About how many participants are needed for 80% power in each of the following planned studies that will use a t test for dependent means with p < .05?

Predicted Effect Size Tails
(a) Medium Two
(b) Large One
(c) Small One

To determine the number of participants needed for a specific power level, effect size, and significance level, we can use statistical power analysis. In this case, we want to calculate the sample size required for 80% power in studies that use a t test for dependent means with p < .05.

To perform a power analysis, we typically need the following information:
1. Effect size: This represents the size of the difference or relationship we expect to find between the groups or conditions.
2. Alpha level (significance level): This is the probability of rejecting the null hypothesis when it is actually true. In this case, we have p < .05, which means we are using a 5% significance level.
3. Power level: This is the probability of correctly rejecting the null hypothesis when it is false. In this case, we want a power level of 80%, which corresponds to a 20% chance of making a Type II error (failing to detect a true effect).

Now let's calculate the sample size for each scenario:

(a) Medium effect size, two-tailed test:
A commonly used effect size measure for t tests is Cohen's d. Assuming we have an estimated medium effect size of d = 0.5, we can use a power analysis calculator or software to determine the sample size required.

Using a power analysis calculator, if we set the power level to 80%, the significance level to 0.05, and the effect size (Cohen's d) to 0.5, we get an estimated sample size of approximately 64.

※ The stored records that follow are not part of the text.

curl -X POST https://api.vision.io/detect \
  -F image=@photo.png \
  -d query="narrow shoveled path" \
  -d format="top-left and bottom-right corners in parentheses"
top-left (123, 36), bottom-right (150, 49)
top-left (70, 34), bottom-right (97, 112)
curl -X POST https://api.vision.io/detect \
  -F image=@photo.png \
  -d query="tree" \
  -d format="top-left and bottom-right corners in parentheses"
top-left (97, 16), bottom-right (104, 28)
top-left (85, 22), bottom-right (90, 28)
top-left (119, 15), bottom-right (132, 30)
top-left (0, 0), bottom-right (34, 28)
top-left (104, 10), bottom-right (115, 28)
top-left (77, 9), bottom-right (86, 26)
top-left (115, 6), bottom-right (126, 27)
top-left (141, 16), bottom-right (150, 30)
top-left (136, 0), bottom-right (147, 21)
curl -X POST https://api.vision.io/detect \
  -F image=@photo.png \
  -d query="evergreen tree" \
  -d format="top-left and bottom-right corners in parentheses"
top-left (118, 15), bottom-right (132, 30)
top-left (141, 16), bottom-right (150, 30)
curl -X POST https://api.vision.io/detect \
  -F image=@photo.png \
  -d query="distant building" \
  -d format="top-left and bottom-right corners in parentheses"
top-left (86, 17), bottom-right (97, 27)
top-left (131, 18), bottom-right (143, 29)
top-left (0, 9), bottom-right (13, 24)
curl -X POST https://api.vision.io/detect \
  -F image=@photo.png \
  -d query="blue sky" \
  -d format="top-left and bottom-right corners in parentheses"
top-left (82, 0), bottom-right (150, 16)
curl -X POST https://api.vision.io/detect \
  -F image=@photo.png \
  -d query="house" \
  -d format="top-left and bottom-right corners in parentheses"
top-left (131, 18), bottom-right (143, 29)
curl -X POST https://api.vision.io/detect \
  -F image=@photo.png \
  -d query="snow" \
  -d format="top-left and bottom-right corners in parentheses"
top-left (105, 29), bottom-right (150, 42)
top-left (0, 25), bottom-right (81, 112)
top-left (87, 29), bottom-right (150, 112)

(b) Large effect size, one-tailed test:
For a one-tailed test, the effect size can be represented as Cohen's d or as the difference in means. Assuming we have a large effect size and find a difference of means, we need to adjust the alpha level since it's a one-tailed test. A one-tailed test involves testing for an effect in only one direction. For example, we are only interested in determining if the mean difference is greater than zero. In this case, we can use an alpha level of 0.025 (half of the 0.05 significance level).

Using the same power analysis calculator, assuming a large effect size, with d = 0.8, power level of 80%, and an adjusted alpha level of 0.025, we get an estimated sample size of approximately 26.

(c) Small effect size, one-tailed test:
Similarly, for a small effect size and a one-tailed test, we need to adjust the alpha level to 0.025.

Using the same power analysis calculator, assuming a small effect size, with d = 0.2, power level of 80%, and an adjusted alpha level of 0.025, we get an estimated sample size of approximately 289.

Please note that these are estimated sample sizes, and the actual sample size may vary depending on various factors, including the specific research design, population, and effect size estimation. It's always a good practice to consult with a statistician or use a power analysis tool to ensure accurate estimations for your specific study.